CAPR is studying whether combining multiple measures, including placement test results and high school GPA, into a data analytics algorithm allows colleges to more accurately predict students’ performance in college-level math and English and thus place them in the courses that will best support their progress toward a degree. This report describes early results from CAPR’s experimental study of 13,000 students at seven New York community colleges who were randomly assigned to be placed using either standardized placement tests alone (control group) or multiple measures (program group).
While implementing the alternative placement system was more complex than expected, all seven colleges were successful in implementing it. And early impacts results indicate students placed using multiple methods were more likely to place into and complete college-level courses in their first term.
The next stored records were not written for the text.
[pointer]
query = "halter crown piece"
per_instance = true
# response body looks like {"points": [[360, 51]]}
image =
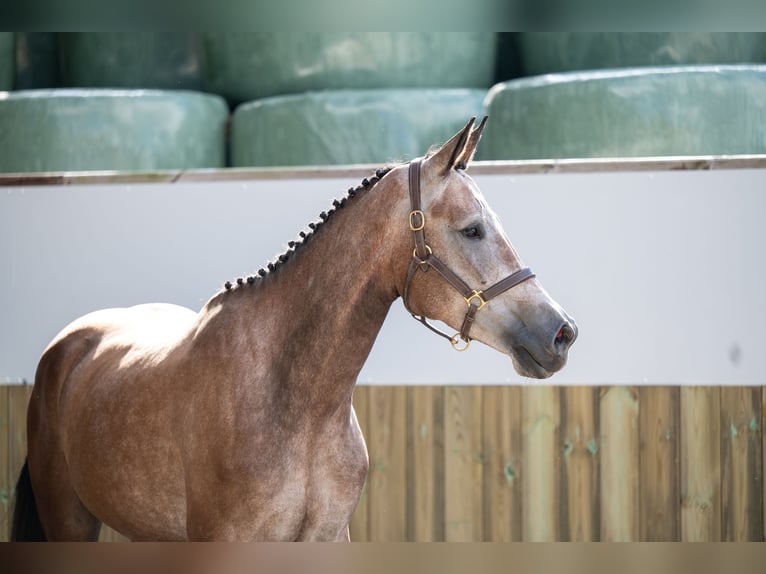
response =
{"points": [[424, 259]]}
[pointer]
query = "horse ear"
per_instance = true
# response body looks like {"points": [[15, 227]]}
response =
{"points": [[466, 155], [447, 155]]}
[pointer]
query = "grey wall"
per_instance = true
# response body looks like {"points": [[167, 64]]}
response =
{"points": [[663, 270]]}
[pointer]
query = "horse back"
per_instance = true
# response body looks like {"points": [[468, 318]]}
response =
{"points": [[91, 388]]}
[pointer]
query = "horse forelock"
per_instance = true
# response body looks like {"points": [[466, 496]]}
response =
{"points": [[305, 235]]}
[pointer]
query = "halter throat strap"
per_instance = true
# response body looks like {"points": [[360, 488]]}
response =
{"points": [[424, 259]]}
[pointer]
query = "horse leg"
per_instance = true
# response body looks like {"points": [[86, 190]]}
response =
{"points": [[62, 514]]}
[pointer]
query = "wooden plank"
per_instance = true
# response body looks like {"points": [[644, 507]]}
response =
{"points": [[387, 441], [6, 483], [463, 462], [618, 415], [580, 504], [700, 464], [660, 516], [540, 463], [741, 465], [359, 526], [501, 436], [425, 454], [109, 535]]}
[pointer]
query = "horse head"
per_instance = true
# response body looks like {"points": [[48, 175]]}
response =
{"points": [[466, 273]]}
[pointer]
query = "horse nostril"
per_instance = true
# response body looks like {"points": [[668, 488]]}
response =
{"points": [[565, 336]]}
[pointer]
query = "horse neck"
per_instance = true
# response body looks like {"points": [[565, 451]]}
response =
{"points": [[310, 324]]}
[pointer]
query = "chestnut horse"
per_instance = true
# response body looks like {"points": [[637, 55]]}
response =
{"points": [[236, 423]]}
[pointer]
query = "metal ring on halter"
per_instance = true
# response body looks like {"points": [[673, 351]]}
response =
{"points": [[420, 261], [421, 215], [455, 342]]}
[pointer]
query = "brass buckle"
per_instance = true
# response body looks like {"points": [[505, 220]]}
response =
{"points": [[422, 216], [475, 295], [455, 342]]}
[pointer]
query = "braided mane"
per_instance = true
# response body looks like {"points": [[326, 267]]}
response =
{"points": [[305, 236]]}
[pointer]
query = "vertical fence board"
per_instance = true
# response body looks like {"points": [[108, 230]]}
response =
{"points": [[462, 464], [619, 464], [741, 465], [423, 455], [580, 505], [660, 518], [359, 526], [501, 421], [18, 400], [700, 464], [387, 478], [6, 483], [540, 463]]}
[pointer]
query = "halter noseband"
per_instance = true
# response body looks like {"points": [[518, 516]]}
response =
{"points": [[423, 258]]}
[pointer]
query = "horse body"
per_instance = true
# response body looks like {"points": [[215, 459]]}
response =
{"points": [[237, 422]]}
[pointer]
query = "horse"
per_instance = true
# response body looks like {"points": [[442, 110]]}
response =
{"points": [[236, 422]]}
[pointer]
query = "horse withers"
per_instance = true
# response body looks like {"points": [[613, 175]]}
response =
{"points": [[236, 423]]}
This is the first of two reports. The final report, to be released in 2019, will include data on students’ completion of introductory college-level courses, persistence, and accumulation of college credits over the longer term.
Key Findings
In math, 14 percent of program group students placed higher than they would have under a test-only system (i.e., in college-level), while 7 percent placed lower (i.e., in remedial).
In English, 41.5 percent of program students placed higher than they would have under a test-only system, while 6.5 percent placed lower.
Seventeen percent of students placed using multiple measures completed college-level math, compared with 14 percent of control group students; 40 percent of program group students completed college-level English, compared with 27 percent of control group students.